Understanding the nature of ‘hypocrisy,’ redux

Brian McGrory reports this week on Sen. Scott Brown’s (R-Mass.) new attack on Elizabeth Warren: she’s apparently an “elitist hypocrite.”

[Brown] seems to be fuming that his main Democratic rival, Elizabeth Warren, has done pretty well for herself financially. A filing publicized last week had her making $700,000 in income over a recent two-year period, and it’s even more than that when you factor in a government salary she received during part of that time.

Whatever the figure, it’s sent Brown over the edge. It caused his campaign manager, a seemingly nice young Vermonter named Jim Barnett, to toss out the “elitist hypocrite” description, like it’s a crime to climb the ladder of success in America and impossible to remember what life is like on the lower rungs.

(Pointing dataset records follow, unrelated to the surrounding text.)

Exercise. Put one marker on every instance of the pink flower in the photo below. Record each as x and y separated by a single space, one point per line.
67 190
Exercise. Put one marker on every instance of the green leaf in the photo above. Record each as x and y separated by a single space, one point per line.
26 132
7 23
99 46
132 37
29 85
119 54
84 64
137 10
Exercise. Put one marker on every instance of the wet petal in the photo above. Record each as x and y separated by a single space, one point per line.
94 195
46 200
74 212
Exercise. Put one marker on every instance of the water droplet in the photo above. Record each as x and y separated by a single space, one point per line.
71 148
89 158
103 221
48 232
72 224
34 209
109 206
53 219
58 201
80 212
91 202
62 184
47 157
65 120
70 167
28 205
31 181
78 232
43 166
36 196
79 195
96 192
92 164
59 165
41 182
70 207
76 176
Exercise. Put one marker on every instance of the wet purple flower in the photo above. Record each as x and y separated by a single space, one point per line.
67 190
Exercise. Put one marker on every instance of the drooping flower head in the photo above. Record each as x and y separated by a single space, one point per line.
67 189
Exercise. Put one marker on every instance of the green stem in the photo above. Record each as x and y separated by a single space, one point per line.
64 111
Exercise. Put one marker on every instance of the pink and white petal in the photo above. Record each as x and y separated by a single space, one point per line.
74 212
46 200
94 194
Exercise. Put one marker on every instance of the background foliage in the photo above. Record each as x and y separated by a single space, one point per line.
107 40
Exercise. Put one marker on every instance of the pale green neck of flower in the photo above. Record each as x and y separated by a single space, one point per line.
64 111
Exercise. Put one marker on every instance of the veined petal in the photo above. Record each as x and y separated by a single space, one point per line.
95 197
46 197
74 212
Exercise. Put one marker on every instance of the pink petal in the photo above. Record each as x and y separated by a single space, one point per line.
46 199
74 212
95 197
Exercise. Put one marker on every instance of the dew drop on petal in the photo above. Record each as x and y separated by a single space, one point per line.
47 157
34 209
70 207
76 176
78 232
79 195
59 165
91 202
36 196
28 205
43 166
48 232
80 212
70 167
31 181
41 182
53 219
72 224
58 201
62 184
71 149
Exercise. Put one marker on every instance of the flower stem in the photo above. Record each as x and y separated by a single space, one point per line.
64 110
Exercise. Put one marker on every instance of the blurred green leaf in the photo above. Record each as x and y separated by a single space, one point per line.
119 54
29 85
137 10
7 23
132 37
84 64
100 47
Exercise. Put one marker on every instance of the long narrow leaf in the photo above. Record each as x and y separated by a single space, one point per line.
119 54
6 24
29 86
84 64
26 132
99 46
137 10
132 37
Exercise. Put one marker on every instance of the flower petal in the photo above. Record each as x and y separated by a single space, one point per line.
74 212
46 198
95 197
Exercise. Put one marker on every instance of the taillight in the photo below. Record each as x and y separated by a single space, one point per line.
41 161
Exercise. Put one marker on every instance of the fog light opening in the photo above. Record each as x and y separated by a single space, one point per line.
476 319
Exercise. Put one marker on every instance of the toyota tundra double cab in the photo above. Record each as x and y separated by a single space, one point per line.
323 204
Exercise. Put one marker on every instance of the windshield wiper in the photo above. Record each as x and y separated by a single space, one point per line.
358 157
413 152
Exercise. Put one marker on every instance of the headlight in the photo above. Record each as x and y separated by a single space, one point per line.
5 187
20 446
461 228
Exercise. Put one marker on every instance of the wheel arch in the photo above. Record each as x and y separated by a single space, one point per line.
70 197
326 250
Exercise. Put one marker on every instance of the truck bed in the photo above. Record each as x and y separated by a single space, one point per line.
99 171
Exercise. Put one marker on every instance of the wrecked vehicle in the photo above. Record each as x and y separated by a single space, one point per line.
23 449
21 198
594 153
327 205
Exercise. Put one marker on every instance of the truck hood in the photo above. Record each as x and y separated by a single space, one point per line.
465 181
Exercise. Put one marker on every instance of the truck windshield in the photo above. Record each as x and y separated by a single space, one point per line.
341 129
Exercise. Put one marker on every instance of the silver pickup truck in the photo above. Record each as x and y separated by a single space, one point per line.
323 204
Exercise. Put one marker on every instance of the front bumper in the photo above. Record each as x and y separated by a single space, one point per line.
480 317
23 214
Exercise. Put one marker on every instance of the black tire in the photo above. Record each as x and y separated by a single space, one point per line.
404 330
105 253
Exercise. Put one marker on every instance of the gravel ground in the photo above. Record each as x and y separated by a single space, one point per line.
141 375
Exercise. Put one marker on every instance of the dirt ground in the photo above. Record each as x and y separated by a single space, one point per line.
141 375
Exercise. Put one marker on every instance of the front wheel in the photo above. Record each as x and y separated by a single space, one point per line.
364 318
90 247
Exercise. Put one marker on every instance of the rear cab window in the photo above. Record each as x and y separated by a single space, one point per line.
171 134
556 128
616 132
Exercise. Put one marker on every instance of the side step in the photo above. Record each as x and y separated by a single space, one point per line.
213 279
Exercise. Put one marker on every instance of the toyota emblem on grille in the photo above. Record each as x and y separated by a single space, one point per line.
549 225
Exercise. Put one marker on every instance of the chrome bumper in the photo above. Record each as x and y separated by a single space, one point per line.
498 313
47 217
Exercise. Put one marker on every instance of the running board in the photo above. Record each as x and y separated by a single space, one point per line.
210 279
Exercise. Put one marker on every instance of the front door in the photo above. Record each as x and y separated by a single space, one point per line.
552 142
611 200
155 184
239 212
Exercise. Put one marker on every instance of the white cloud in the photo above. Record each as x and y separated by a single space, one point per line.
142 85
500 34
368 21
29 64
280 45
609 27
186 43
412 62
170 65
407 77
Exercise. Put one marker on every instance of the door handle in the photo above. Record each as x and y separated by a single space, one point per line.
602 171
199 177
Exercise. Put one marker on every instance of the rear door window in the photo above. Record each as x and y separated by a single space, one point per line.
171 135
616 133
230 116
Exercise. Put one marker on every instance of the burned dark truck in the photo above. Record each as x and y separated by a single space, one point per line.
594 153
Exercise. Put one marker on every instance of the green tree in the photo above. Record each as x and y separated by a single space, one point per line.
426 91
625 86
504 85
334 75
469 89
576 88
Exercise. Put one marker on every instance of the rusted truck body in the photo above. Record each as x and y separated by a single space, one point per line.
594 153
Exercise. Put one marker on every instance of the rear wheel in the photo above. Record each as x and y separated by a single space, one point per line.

If I’m correctly reading Brown’s bizarre logic, Warren is guilty of being a class traitor? She shouldn’t be able to make money because she grew up relatively poor? Or once she did make money, she should have become an advocate for the rich?

The National Republican Senatorial Committee began pushing this same line in November, and I continue to find it remarkable.

Warren has, apparently, acquired a fair amount of wealth, after having been raised by a family of modest means, and putting herself through law school. She is now one of the nation’s leading, and most articulate, voices in representing the interests of the middle class.

The right sees this as “hypocrisy” — Warren is wealthy, but she’s championing those who aren’t wealthy. Maybe Warren could use some of her money to buy dictionaries for her critics so they can look up what “hypocrisy” actually means.

Let me put this as plainly as I know how: when rich people support economic policies that bolster working families, that’s admirable, but it’s not hypocrisy. FDR was wealthy, but he fought for the interests of those without. Ted Kennedy fit the same model. Some recent polling suggests many of America’s most wealthy individuals believe their own taxes should be raised for the greater good.

Scott Brown can agree or disagree on the merits of those beliefs, and he and his fellow Republicans are free to argue that fighting for the middle class is a bad idea, but when those with considerable personal resources look at the status quo — a growing class gap, wealth concentrated at the top, rising poverty — and want a more progressive approach, that’s evidence of sanity, not hypocrisy.

McGrory called this an example of Scott Brown’s “crass warfare.” That’s as apt a description as any.